Black Homeowners Face Discrimination in Appraisals
After the first appraisal came up short on his house in an affluent, racially mixed suburb of Hartford, Conn., Stephen Richmond, an aerospace engineer, took down family photos and posters for Black movies and had a white neighbor stand in for him on a second appraisal. He was hoping to refinance; with the second report, he saw his home's value go up $40,000 from the initial appraisal just a few weeks earlier.
In 2000, the American actor and comedian D.L. Hughley had an appraisal on his home in the Montevista Estates neighborhood of West Hills, a primarily white area in the San Fernando Valley in Los Angeles. Despite a steady uptick in the housing market and the addition of a pool and new hardwood floors, the house was appraised for nearly what he had bought it for three years earlier - $500,000.
In Mr.

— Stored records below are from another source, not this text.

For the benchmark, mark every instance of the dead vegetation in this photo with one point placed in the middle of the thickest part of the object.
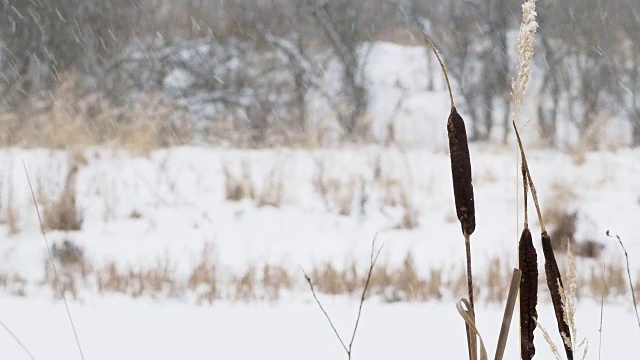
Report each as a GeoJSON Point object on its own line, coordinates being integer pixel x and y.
{"type": "Point", "coordinates": [208, 282]}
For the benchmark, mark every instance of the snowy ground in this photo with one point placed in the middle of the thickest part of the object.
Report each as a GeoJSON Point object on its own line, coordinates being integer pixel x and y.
{"type": "Point", "coordinates": [179, 197]}
{"type": "Point", "coordinates": [124, 329]}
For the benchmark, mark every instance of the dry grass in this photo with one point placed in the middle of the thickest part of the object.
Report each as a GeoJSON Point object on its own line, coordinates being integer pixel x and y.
{"type": "Point", "coordinates": [62, 213]}
{"type": "Point", "coordinates": [207, 282]}
{"type": "Point", "coordinates": [238, 187]}
{"type": "Point", "coordinates": [70, 118]}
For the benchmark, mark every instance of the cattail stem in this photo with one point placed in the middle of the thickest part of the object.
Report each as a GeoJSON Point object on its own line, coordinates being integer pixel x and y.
{"type": "Point", "coordinates": [526, 206]}
{"type": "Point", "coordinates": [534, 193]}
{"type": "Point", "coordinates": [470, 332]}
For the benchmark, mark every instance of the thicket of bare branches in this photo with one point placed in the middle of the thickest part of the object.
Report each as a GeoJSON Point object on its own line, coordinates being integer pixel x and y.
{"type": "Point", "coordinates": [122, 49]}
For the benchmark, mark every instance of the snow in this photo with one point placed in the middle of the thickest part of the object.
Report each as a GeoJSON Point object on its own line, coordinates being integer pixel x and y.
{"type": "Point", "coordinates": [116, 328]}
{"type": "Point", "coordinates": [179, 194]}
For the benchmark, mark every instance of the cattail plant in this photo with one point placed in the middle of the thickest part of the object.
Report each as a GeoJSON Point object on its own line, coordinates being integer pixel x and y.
{"type": "Point", "coordinates": [528, 264]}
{"type": "Point", "coordinates": [462, 190]}
{"type": "Point", "coordinates": [554, 279]}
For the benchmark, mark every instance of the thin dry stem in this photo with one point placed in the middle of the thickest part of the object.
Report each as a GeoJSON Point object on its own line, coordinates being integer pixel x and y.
{"type": "Point", "coordinates": [604, 285]}
{"type": "Point", "coordinates": [472, 336]}
{"type": "Point", "coordinates": [526, 40]}
{"type": "Point", "coordinates": [373, 259]}
{"type": "Point", "coordinates": [633, 293]}
{"type": "Point", "coordinates": [547, 338]}
{"type": "Point", "coordinates": [53, 265]}
{"type": "Point", "coordinates": [444, 69]}
{"type": "Point", "coordinates": [15, 337]}
{"type": "Point", "coordinates": [526, 187]}
{"type": "Point", "coordinates": [326, 315]}
{"type": "Point", "coordinates": [534, 193]}
{"type": "Point", "coordinates": [508, 313]}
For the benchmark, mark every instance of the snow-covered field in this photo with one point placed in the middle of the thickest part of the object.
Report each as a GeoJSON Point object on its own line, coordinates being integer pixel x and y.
{"type": "Point", "coordinates": [137, 210]}
{"type": "Point", "coordinates": [115, 328]}
{"type": "Point", "coordinates": [301, 208]}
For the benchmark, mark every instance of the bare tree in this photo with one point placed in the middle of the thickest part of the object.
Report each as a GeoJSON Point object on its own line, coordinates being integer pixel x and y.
{"type": "Point", "coordinates": [45, 39]}
{"type": "Point", "coordinates": [340, 23]}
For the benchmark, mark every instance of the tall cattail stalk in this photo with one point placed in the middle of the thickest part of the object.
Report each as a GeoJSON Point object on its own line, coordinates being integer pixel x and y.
{"type": "Point", "coordinates": [527, 256]}
{"type": "Point", "coordinates": [528, 264]}
{"type": "Point", "coordinates": [554, 279]}
{"type": "Point", "coordinates": [462, 190]}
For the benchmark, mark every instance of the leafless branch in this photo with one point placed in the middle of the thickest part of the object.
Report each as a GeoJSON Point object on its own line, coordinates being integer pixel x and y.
{"type": "Point", "coordinates": [53, 265]}
{"type": "Point", "coordinates": [373, 259]}
{"type": "Point", "coordinates": [633, 293]}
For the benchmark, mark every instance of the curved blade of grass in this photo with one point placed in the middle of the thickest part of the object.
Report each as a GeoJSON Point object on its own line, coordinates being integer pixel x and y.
{"type": "Point", "coordinates": [469, 319]}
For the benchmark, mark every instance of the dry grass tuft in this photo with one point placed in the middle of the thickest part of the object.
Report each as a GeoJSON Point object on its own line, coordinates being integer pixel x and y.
{"type": "Point", "coordinates": [237, 188]}
{"type": "Point", "coordinates": [62, 213]}
{"type": "Point", "coordinates": [203, 281]}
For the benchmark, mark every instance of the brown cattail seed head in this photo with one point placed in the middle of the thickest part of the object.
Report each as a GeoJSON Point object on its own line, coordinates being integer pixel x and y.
{"type": "Point", "coordinates": [528, 263]}
{"type": "Point", "coordinates": [461, 172]}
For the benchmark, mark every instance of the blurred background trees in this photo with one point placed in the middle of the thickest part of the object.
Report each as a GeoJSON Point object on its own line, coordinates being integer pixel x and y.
{"type": "Point", "coordinates": [258, 66]}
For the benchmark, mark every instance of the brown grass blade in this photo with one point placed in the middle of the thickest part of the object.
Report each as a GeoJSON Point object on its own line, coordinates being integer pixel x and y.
{"type": "Point", "coordinates": [554, 282]}
{"type": "Point", "coordinates": [508, 313]}
{"type": "Point", "coordinates": [528, 263]}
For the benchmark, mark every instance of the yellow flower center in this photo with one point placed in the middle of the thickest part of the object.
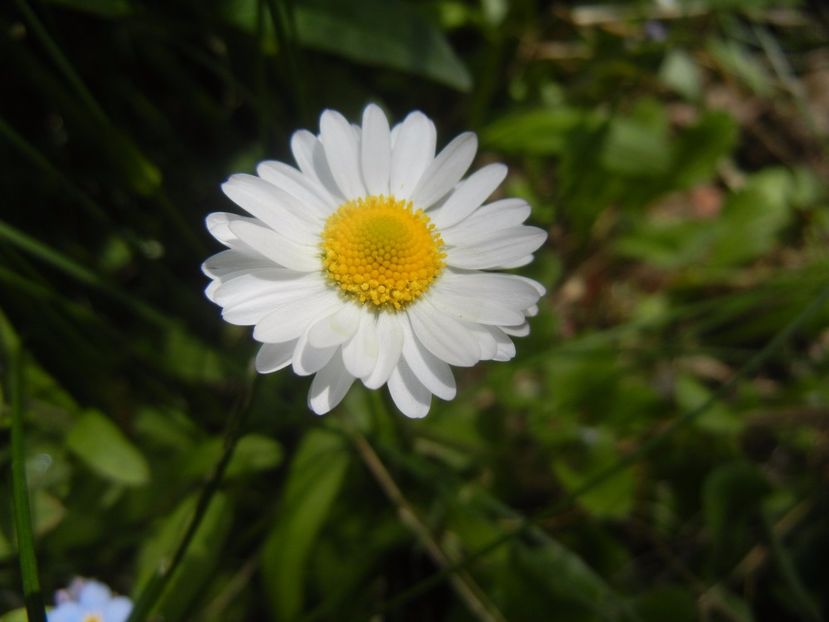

Hughley's case, his bank flagged the report.
"They were like, this has to be some kind of mistake because in order for your house to have come in this low, it would have to be in some level of disrepair," Mr. Hughley said.
The bank ordered a new appraisal, which came back $160,000 higher, and Mr. Hughley went on to sell the home for $770,000.
In 2018, researchers from Gallup and the Brookings Institution published a report on the widespread devaluation of Black-owned property in the United States, which they discussed in a 2019 hearing before the House Financial Services Subcommittee. The report found that a home in a majority Black neighborhood is likely to be valued for 23 percent less than a near-identical home in a majority-white neighborhood; it also determined this devaluation costs Black homeowners $156 billion in cumulative losses.